Let $(X,\mathcal A, E, \mathcal H)$ be a spectral measure space. Then show that the map $J : \varphi \longmapsto J_{\varphi} = \int_X \varphi\ dE$ is an isometric isomorphism of the Banach algebra $L_{\infty} (X,E)$ with unit $1$ and involution $\varphi \mapsto \overline {\varphi}$ onto a commutative subalgebra of $\mathscr B (\mathcal H)$ with unit $I$ and involution $T \mapsto T^*.$
I can able to prove that $J$ is an algebra homomorphism and the range of $J$ is commutative. The part where I am struggling is to show that $J$ is an isometry.
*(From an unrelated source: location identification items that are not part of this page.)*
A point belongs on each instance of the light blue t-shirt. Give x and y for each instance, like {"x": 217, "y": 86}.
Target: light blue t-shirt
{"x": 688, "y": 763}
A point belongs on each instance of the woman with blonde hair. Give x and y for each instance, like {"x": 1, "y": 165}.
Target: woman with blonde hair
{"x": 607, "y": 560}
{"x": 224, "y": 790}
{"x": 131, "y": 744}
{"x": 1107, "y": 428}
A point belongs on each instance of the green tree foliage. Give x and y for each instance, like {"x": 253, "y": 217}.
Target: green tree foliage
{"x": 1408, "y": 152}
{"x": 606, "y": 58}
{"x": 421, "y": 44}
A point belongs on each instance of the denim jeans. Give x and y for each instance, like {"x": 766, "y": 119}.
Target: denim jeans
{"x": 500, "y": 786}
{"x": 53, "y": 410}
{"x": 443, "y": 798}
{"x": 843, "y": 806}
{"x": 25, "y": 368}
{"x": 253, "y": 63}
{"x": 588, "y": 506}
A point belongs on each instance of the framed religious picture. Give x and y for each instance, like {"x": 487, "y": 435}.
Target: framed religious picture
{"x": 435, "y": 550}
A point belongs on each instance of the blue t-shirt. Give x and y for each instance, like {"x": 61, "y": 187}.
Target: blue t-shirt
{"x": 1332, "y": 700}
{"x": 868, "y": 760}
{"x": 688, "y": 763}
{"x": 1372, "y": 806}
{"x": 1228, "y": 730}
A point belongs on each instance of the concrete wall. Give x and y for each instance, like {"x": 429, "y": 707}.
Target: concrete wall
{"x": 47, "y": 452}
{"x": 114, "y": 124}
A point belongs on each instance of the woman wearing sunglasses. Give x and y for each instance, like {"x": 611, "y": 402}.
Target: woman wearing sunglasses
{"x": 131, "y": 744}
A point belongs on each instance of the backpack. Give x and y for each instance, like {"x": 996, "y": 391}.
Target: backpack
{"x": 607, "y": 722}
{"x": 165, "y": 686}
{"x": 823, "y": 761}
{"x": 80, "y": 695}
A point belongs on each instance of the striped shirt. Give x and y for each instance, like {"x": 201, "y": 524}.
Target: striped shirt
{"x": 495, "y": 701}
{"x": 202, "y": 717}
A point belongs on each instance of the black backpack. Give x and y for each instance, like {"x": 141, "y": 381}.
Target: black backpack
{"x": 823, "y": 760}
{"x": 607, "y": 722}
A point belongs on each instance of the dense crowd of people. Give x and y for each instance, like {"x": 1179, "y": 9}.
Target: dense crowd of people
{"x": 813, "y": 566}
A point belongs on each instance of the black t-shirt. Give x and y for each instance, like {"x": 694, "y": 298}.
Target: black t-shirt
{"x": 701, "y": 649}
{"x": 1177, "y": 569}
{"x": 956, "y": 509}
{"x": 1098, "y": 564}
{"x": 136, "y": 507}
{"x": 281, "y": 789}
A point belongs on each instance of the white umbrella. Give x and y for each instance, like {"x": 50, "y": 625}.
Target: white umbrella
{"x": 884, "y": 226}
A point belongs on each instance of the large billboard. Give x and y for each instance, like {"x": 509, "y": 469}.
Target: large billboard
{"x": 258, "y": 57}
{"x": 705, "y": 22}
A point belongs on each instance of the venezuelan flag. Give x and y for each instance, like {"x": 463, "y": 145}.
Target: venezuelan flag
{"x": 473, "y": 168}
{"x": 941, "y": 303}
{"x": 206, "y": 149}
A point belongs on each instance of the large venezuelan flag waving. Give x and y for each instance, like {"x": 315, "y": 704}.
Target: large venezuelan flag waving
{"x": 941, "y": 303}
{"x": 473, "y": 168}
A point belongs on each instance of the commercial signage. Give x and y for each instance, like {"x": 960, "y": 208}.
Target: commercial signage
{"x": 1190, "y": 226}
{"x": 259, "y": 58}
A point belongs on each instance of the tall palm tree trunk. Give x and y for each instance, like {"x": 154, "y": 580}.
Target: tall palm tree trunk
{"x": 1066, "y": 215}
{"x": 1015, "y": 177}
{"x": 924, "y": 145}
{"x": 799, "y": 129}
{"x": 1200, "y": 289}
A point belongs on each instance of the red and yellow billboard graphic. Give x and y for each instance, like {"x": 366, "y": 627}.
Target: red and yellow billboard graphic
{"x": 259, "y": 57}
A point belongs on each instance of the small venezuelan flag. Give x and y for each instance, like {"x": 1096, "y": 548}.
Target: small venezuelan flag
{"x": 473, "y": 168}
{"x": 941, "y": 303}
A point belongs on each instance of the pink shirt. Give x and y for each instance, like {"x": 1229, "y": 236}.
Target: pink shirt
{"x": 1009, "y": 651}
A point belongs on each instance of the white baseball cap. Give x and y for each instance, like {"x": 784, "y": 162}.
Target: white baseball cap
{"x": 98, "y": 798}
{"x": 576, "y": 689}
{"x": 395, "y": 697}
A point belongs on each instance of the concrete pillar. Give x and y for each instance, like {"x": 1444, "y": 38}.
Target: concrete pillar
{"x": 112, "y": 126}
For simple functions I know the result to be true i.e. $$\left \|\int_X \varphi\ dE \right \| = \text {ess} \sup |\varphi|.$$ But how do I extend this result for any bounded $E$-measurable function on $X\ $? Any help would be appreciated.
Thanks for your time.
EDIT $:$ We know that simple functions are dense in $L_{\infty} (X,E).$ Now given any $f \in L_{\infty} (X,E)$ we can get hold of a sequence of simple functions $\{s_n\}_{n \geq 1}$ which converges to $f.$ Then by using isometry of $J$ on the space of all simple functions on $X$ we can show that $\{J(s_n)\}_{n \geq 1}$ is Cauchy and since $\mathscr B(\mathcal H)$ is complete it converges to a bounded linear operator on $\mathcal H.$ Moreover given any two sequences of simple functions $\{s_n\}_{n \geq 1}$ and $\{t_n\}_{n \geq 1}$ converging to $f$ we can prove (using linearity and isometry of $J$) that their images under $J$ converges to the same limit and this observations allow us to define $$J(f) : = \lim\limits_{n \to \infty} J(s_n)$$ where $\{s_n\}_{n \geq 1}$ is any sequence of simple functions converging to $f.$ In this case we have $$\|J(f)\| = \lim\limits_{n \to \infty} \|J(s_n)\| = \lim\limits_{n \to \infty} \text {ess} \sup |s_n| = \text {ess} \sup |f|.$$ This completes the proof.
Can anybody please verify my argument above? Thanks again.